National Lottery Closing Accounts

National Lottery Closing Accounts

The National Lottery site in the United Kingdom is now sending out emails to registered users of the site advising them that lottery accounts are going to be closed.

Why The National Lottery is Closing Accounts

The reason for the closure of National Lottery accounts is due to non-usage and there will shortly be a new National Lottery site released. UK Lottery players need not fear though and can avoid the hassle of having to register again if they simply make a purchase of £10.

This will then make sure that their account is migrated over to the new National Lottery site.

The email points out to Online Lottery players that if a purchase is made by 7:30 pm on 30 August 2014 the ability to play without re-registering on the new site will be possible.

The question that must then be asked is why are Camelot sending out an email like this when it is quite obvious that all accounts are able to be migrated to the new site.

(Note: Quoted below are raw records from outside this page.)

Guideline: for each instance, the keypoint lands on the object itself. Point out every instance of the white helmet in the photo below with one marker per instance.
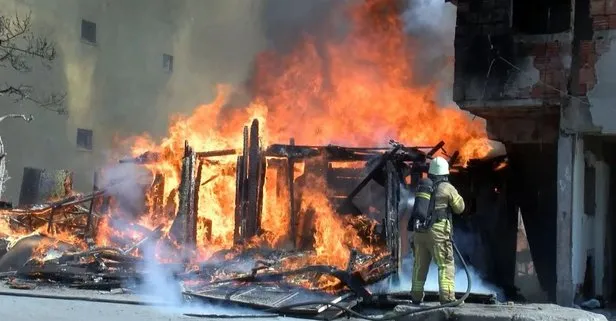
(438, 166)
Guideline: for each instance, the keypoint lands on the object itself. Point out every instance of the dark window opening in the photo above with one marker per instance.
(168, 62)
(84, 138)
(541, 16)
(88, 31)
(589, 190)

Surely an Online Lottery Account is not associated with a particular site. What if the National Lottery site changes again in the future? Will lottery players have to register again?

We see this more as a way for Camelot to increase play online and to increase the number of players playing online.

The reasons for closing a National Lottery account are spurious at best, there is no reason an account that has not been used for several years cannot be transferred along with accounts that have been used recently.

While we are passionate advocates for always purchasing lottery tickets online, we think that the way the National Lottery has handled this is poor.

Advising registered National Lottery users to buy or face closure, is not professional or conducive to getting more lottery players playing online.

Let us know what you think re this matter. This is not the first time that the National Lottery has been involved in a controversial move. Remember the saga surrounding the increase in National Lottery ticket prices?

This is just the latest move in a range of controversies that the National Lottery operator Camelot has faced.